After the conference, as requested, I started receiving e-mails from the Genetics Policy Institute, which, along with CIRM, was one of the event’s six major sponsors. The messages update the latest developments in stem cell research.

Of the many items, two in particular struck me: a project by the Mayo Clinic to grow stem cells at the International Space Station as a pathway to treatments for stroke and the use of inkjet printing technology to print eye cells to potentially treat retinal disease and help cure blindness.

Although a number of news reports echoed the optimism of the summit (click here for one example), at least one carried the reminder that many attempts at developing stem cell treatments have failed.

Such failures are not surprising. In general, 90 percent of all clinical trials fail to produce a treatment. By their very nature, science and drug discover involve a long process of trial and error.

Stem cells capture our imagination because they come from our bodies. In this respect they differ from typical pharmaceutical agents such as vaccines and medicines, which involve introducing non-human agents into the body (such as dead viruses or chemicals). In addition, as the work of Dr. Nolta and others has demonstrated, stem cell research gives us a greater understanding of the function of the human body.

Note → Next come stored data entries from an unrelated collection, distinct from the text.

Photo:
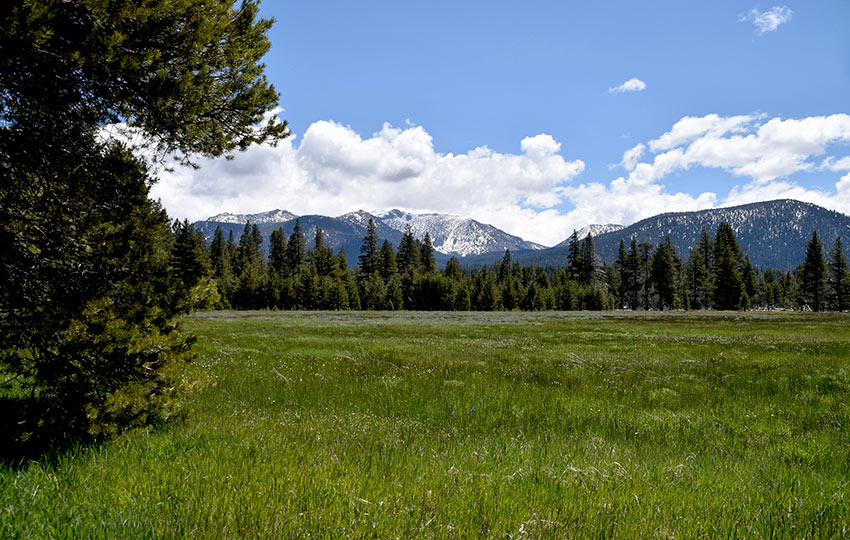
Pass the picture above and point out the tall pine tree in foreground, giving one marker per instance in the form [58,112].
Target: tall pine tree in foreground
[86,293]
[837,279]
[812,274]
[369,250]
[726,269]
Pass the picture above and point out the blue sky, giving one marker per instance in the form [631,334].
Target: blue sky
[509,112]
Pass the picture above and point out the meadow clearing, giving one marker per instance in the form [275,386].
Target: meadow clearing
[475,425]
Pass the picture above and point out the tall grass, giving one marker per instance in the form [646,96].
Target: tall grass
[503,425]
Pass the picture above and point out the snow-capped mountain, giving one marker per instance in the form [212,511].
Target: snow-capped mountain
[772,233]
[593,230]
[455,235]
[272,216]
[450,235]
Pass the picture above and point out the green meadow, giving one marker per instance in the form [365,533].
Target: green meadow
[475,425]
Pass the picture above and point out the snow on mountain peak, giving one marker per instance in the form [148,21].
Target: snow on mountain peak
[272,216]
[455,235]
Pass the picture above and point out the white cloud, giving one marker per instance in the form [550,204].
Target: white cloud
[768,21]
[765,151]
[631,156]
[632,85]
[334,170]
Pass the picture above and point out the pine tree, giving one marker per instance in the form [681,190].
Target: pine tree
[837,278]
[643,271]
[664,276]
[621,265]
[426,255]
[277,252]
[728,284]
[453,270]
[505,267]
[296,250]
[698,271]
[369,253]
[574,257]
[632,276]
[322,254]
[408,253]
[813,274]
[587,264]
[387,266]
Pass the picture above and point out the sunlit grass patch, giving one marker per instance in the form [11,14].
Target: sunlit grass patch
[449,425]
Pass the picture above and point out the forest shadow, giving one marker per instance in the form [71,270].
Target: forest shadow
[25,436]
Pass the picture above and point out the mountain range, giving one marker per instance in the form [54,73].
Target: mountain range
[450,235]
[772,233]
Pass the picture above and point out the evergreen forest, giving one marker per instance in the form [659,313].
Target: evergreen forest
[298,272]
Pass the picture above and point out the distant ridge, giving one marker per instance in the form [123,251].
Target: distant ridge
[772,233]
[450,235]
[455,235]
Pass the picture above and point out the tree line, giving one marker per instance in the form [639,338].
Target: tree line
[230,273]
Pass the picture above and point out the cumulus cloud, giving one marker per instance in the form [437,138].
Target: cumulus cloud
[332,170]
[768,21]
[631,156]
[632,85]
[764,152]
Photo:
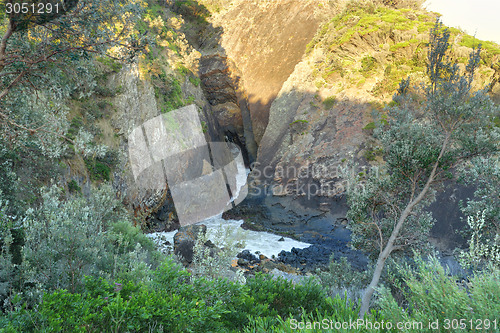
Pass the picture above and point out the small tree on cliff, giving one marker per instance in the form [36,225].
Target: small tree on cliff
[425,138]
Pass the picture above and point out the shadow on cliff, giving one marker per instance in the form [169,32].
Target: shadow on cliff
[293,136]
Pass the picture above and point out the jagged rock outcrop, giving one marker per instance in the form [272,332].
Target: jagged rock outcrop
[266,40]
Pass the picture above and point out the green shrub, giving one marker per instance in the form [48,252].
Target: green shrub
[284,298]
[367,63]
[73,186]
[97,169]
[194,80]
[337,311]
[329,102]
[65,240]
[432,294]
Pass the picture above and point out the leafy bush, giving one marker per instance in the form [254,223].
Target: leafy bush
[432,294]
[284,297]
[329,102]
[73,186]
[64,241]
[367,63]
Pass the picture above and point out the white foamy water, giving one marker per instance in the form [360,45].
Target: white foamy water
[221,232]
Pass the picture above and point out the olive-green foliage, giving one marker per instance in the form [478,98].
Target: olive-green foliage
[65,240]
[368,63]
[73,186]
[100,167]
[97,169]
[173,301]
[432,294]
[341,279]
[110,63]
[329,102]
[483,212]
[168,92]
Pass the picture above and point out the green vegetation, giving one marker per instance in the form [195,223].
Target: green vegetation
[428,133]
[299,121]
[376,27]
[73,186]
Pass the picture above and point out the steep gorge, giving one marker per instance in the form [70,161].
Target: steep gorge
[293,84]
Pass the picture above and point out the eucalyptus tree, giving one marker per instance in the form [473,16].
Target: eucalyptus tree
[427,134]
[45,53]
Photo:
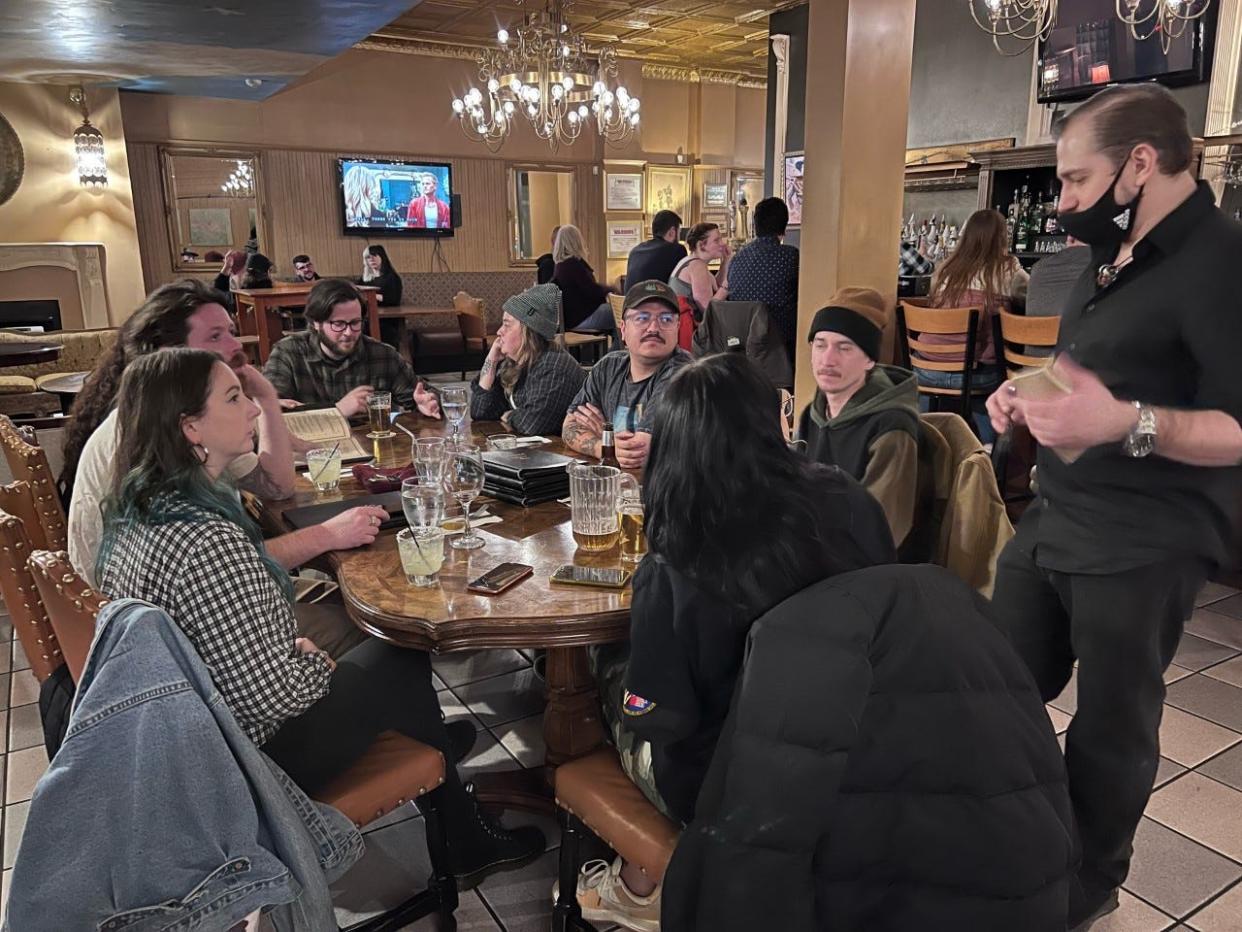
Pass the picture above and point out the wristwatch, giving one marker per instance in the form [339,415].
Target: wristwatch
[1142,440]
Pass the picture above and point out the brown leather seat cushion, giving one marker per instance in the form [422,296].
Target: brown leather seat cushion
[598,792]
[394,771]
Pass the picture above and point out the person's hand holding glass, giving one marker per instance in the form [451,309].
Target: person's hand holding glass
[463,481]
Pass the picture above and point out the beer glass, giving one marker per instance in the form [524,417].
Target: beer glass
[593,500]
[422,553]
[379,410]
[324,467]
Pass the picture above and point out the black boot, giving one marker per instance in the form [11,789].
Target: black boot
[482,845]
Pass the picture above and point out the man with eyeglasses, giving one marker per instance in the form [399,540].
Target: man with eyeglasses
[625,385]
[333,362]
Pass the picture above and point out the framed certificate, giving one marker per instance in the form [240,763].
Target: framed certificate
[622,190]
[624,235]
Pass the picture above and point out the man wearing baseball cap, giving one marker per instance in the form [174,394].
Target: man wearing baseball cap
[865,416]
[624,385]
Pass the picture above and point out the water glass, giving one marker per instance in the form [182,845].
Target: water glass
[424,505]
[453,402]
[463,481]
[324,467]
[379,411]
[422,553]
[429,459]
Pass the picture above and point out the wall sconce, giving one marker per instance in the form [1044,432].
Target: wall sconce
[88,146]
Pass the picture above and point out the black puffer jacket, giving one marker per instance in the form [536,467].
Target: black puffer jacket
[887,766]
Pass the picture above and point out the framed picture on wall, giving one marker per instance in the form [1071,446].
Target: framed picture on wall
[210,226]
[716,196]
[794,187]
[622,190]
[624,235]
[668,188]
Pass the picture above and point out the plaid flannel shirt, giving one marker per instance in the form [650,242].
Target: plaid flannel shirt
[539,399]
[913,262]
[299,370]
[208,575]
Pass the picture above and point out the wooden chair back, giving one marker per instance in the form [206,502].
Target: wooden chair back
[18,587]
[70,603]
[1016,332]
[29,464]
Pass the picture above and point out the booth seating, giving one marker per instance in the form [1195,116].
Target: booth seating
[21,385]
[394,772]
[594,794]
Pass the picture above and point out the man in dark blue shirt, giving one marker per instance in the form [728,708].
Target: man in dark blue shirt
[656,259]
[766,270]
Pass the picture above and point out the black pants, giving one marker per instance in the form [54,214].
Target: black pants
[375,687]
[1123,630]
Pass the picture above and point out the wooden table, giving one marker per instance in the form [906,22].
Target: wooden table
[257,311]
[532,614]
[27,353]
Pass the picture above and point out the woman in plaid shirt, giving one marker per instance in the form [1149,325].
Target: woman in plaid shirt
[175,536]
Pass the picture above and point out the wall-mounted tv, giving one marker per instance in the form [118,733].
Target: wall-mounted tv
[390,198]
[1091,47]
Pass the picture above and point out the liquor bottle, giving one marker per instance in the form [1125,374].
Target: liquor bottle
[609,447]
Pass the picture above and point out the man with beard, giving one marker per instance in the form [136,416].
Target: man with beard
[190,313]
[624,387]
[333,362]
[1107,562]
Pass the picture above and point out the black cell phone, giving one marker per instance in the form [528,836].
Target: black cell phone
[602,577]
[499,578]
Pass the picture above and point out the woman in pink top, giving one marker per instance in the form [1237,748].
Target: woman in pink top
[981,272]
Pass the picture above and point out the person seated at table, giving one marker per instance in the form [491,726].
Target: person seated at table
[176,536]
[584,301]
[333,362]
[189,313]
[735,523]
[527,379]
[625,387]
[865,418]
[258,271]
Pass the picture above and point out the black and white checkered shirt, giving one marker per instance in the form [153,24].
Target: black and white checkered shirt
[299,370]
[209,578]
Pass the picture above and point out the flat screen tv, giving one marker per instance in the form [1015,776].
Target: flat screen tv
[390,198]
[1091,47]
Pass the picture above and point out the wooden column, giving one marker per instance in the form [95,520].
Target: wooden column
[857,100]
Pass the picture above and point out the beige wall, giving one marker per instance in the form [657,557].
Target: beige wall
[391,105]
[51,206]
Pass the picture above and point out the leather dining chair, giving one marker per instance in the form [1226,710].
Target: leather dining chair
[394,772]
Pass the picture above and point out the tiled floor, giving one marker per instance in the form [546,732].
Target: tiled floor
[1187,863]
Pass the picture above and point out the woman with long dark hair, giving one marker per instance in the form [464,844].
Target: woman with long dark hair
[979,274]
[176,536]
[735,522]
[527,380]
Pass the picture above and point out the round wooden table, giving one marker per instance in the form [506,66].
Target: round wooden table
[534,613]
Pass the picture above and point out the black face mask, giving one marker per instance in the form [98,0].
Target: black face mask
[1106,223]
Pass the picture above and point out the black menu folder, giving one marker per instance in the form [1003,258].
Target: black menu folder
[312,515]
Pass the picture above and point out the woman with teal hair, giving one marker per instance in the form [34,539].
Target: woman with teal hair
[176,536]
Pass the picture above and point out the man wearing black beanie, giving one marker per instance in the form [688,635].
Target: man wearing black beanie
[865,418]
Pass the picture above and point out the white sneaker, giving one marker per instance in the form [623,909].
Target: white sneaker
[604,897]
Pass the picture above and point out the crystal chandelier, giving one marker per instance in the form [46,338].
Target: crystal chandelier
[545,73]
[241,182]
[1015,25]
[1169,18]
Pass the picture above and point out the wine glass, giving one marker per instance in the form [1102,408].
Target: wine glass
[453,403]
[463,481]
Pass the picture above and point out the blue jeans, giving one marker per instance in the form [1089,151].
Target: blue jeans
[985,377]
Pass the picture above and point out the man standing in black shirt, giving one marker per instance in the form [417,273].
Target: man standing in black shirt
[656,259]
[1107,563]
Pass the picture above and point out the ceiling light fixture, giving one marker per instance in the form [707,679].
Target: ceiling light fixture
[544,71]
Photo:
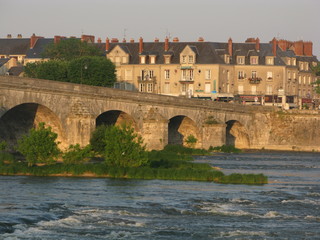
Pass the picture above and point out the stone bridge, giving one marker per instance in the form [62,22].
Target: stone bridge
[74,111]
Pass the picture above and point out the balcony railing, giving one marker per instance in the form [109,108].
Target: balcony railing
[146,79]
[255,80]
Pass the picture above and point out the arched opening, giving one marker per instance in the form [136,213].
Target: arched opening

Stem cells comprise just one part of the toolkit for treating diseases. Despite the likelihood of a high failure rate in clinical trials, having them in the kit along with gene therapy and numerous other approaches increases the overall chances of discovering effective treatments, including Huntington's disease and other currently untreatable neurological disorders.

Next time: the stem cell summit, advocacy, and the future of CIRM.

(Disclaimer: I received a stem cell summit scholarship from CIRM, which covered the cost of registration. CIRM officials did not in any way influence or control what I have written here.)